Easier Grilled Asparagus
Grilling and roasting are my two favorite ways to eat asparagus.
Either way is pretty easy, but what I love most about them is the concentration and depth of flavor that they give this delicate delicacy.
Roasting asparagus requires nothing more than coating the trimmed spears with oil and putting them on a sheet pan in a 425-degree oven for about 10 minutes, depending on how thick they are. I usually add salt, pepper and sometimes minced garlic, and lemon juice and lemon zest.
With domestic asparagus in season now, I made my first batch of roasted asparagus last week. With the temperatures warming up, I’m tempted to fire up the grill.
Grilling asparagus can be a pain, because the long skinny spears tend to fall through the gaps in the grates of the grill. That, to me, is a depressing sight.
In the past I have solved the problem by using a grill rack, which is basically a perforated metal tray that sits on the grill. It works fine, but it reduces the amount of charring and grilled flavor that I get when the food sits directly on the grill.
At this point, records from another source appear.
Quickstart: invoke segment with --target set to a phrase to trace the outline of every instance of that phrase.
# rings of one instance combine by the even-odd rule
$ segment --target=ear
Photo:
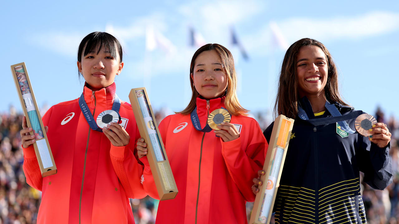
[[[122,69],[123,68],[123,62],[122,61],[120,63],[120,64],[119,65],[119,67],[118,68],[118,73],[120,74],[120,72],[122,71]]]
[[[77,70],[79,71],[79,72],[81,74],[82,74],[82,63],[81,62],[79,62],[78,61],[76,62],[77,64]]]

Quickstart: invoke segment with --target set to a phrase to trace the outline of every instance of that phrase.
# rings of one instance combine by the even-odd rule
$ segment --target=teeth
[[[306,79],[306,81],[314,81],[316,80],[320,80],[320,77],[315,77],[314,78],[308,78]]]

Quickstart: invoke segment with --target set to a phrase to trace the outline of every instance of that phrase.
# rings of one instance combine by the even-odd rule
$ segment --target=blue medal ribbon
[[[193,126],[198,131],[202,132],[209,132],[212,130],[212,128],[208,125],[207,122],[206,125],[203,128],[201,128],[201,124],[200,123],[200,119],[198,119],[198,115],[197,114],[197,107],[191,112],[191,122],[193,123]]]
[[[328,111],[328,112],[331,114],[333,117],[338,117],[342,116],[342,114],[341,114],[341,113],[340,113],[340,111],[338,110],[338,109],[337,109],[335,105],[334,104],[330,103],[328,101],[326,101],[326,104],[324,105],[324,106],[326,107],[327,110]],[[306,112],[305,112],[305,110],[299,104],[298,105],[298,116],[303,120],[309,120],[308,115],[306,114]],[[349,127],[349,126],[348,125],[348,123],[345,120],[339,121],[338,123],[341,126],[341,129],[343,130],[350,134],[353,134],[355,133],[355,132]]]
[[[79,98],[79,106],[80,107],[80,109],[82,110],[82,113],[84,115],[85,118],[86,118],[86,120],[89,123],[89,125],[90,126],[90,128],[95,131],[102,132],[103,129],[100,128],[99,127],[99,126],[97,125],[96,120],[93,117],[93,115],[91,114],[91,112],[90,112],[90,110],[89,108],[89,106],[87,106],[87,104],[86,103],[86,101],[85,101],[85,97],[83,95],[83,93],[82,93],[82,95],[81,95],[80,97]],[[111,110],[118,113],[118,114],[119,115],[119,112],[120,108],[120,99],[119,99],[119,98],[118,97],[118,96],[115,93],[115,99],[114,100],[114,103],[112,104],[112,108]],[[119,115],[119,117],[120,118],[120,116]]]

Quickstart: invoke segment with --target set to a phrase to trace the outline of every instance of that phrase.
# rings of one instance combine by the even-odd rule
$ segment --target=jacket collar
[[[201,127],[205,127],[207,122],[208,115],[213,110],[221,107],[225,107],[225,96],[212,99],[207,100],[202,97],[197,97],[197,114]],[[209,109],[207,108],[207,101],[209,102]]]
[[[106,104],[107,109],[111,110],[112,108],[112,104],[114,102],[115,98],[115,93],[117,90],[117,86],[115,83],[113,83],[109,86],[103,88],[100,90],[93,91],[87,87],[87,83],[85,83],[85,86],[83,88],[83,95],[85,98],[86,103],[91,108],[94,108],[94,100],[91,98],[93,92],[95,95],[96,101],[98,104],[99,102],[103,102]]]

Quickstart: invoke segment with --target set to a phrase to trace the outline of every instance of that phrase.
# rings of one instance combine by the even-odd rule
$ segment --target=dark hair
[[[240,104],[235,91],[237,86],[237,78],[235,74],[235,69],[234,68],[234,60],[233,58],[233,55],[227,48],[217,43],[208,43],[204,45],[194,53],[193,58],[191,59],[191,64],[190,65],[190,84],[192,91],[191,100],[185,109],[176,113],[189,114],[196,106],[197,97],[199,94],[195,87],[193,86],[194,81],[191,78],[191,74],[194,72],[194,66],[195,65],[196,59],[197,59],[197,57],[203,51],[211,50],[216,51],[217,54],[220,57],[222,66],[227,78],[227,87],[224,102],[226,109],[230,114],[234,115],[247,114],[248,110],[244,109]]]
[[[117,49],[119,54],[119,63],[122,62],[122,47],[120,43],[115,37],[105,32],[93,32],[83,38],[77,50],[77,61],[82,62],[82,53],[83,57],[85,57],[90,52],[97,50],[98,54],[103,47],[105,50],[109,51],[111,56],[115,59],[117,58]],[[83,52],[83,48],[84,52]]]
[[[296,57],[302,47],[314,45],[318,47],[326,55],[328,66],[327,83],[324,87],[324,95],[329,102],[338,102],[349,106],[344,102],[338,89],[338,71],[327,48],[322,43],[314,39],[303,38],[294,43],[285,53],[281,66],[274,113],[275,116],[284,114],[294,118],[298,113],[298,77],[296,74]]]

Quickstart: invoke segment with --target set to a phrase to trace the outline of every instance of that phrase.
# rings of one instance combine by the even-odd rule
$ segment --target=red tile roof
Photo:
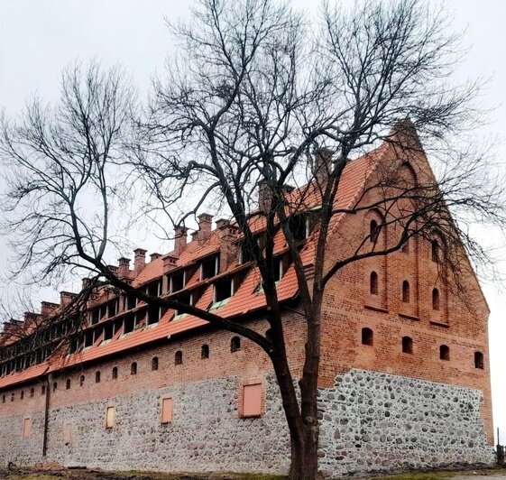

But the other day I saw a solution so obvious that I felt stupid for not having thought of it before. This method uses two skewers to create a “raft” of asparagus.
The photo of this that I saw, from the California Asparagus Commission, had five spears lined up and pretty much jammed together, with no space in between the spears. I prefer to have a little space between each spear for even cooking and better browning.
Still the general idea is a good one. Line up about five spears and push one skewer through all of them near the trimmed end. Then take a second skewer and push it through all of them near the tip end. Bundled together, the spears can’t possibly fall down in between the grill grates. The skewers also make it much easier to flip the spears when it’s time to brown the other side.
The asparagus have to be decently thick for this to work. Trying to do it with pencil-thin asparagus will be tedious and frustrating, believe me.
When grilling, keep in mind that the asparagus need a light coating of oil before they go on the grill. Otherwise, they are likely to stick and get torn up when it’s time to flip or remove them.
Instead of just plain oil, I often will coat asparagus — and many other grilled vegetables — with vinaigrette.
Here’s a recipe I adapted from the California Asparagus Commission to try:
Grilled Rack of California Asparagus
The original recipe recommends soaking the bamboo skewers in water to prevent them from burning. I don’t think that’s necessary for this recipe, because the cooking time is so short. Metal skewers also will work here. The original recipe also called for blanching the asparagus in boiling water first. I would recommend this if the grill were extremely hot and the asparagus extremely thick. Otherwise, it’s easier and just fine to skip the blanching and cook the spears entirely on the grill. If you happen to have blanched asparagus, reduce the cooking time below to 2 to 3 minutes on each side.
1 pound asparagus, medium to large
2 tablespoons shallots, chopped fine
1 tablespoon sweet mustard
1 tablespoon balsamic vinegar
½ teaspoon salt and pepper
1 tablespoon fresh herbs, your choice, chopped
8 to 10 six-inch wooden bamboo skewers
Chopped fresh herbs and lemon zest for garnish
1. On a cutting board divide the bunch of asparagus into servings of about 6 spears. Line up the servings in a row. Run one skewer 2 inches from the top and a second skewer 2 inches from the bottom through all the spears to create a horizontal rack. Try to allow a little space between the spears. Repeat with remaining asparagus and skewers.
2. For the vinaigrette, combine the shallots, mustard, vinegar, salt, pepper and herbs in a jar with a tight-fitting lid. Close the lid and shake well, about 10 seconds,
3. To grill the asparagus, liberally brush the asparagus on both sides with vinaigrette to coat well. Grill racks over medium-high heat 4 to 5 minutes on each side, or until tender. Top with chopped fresh herbs and lemon zest. Serve with extra vinaigrette.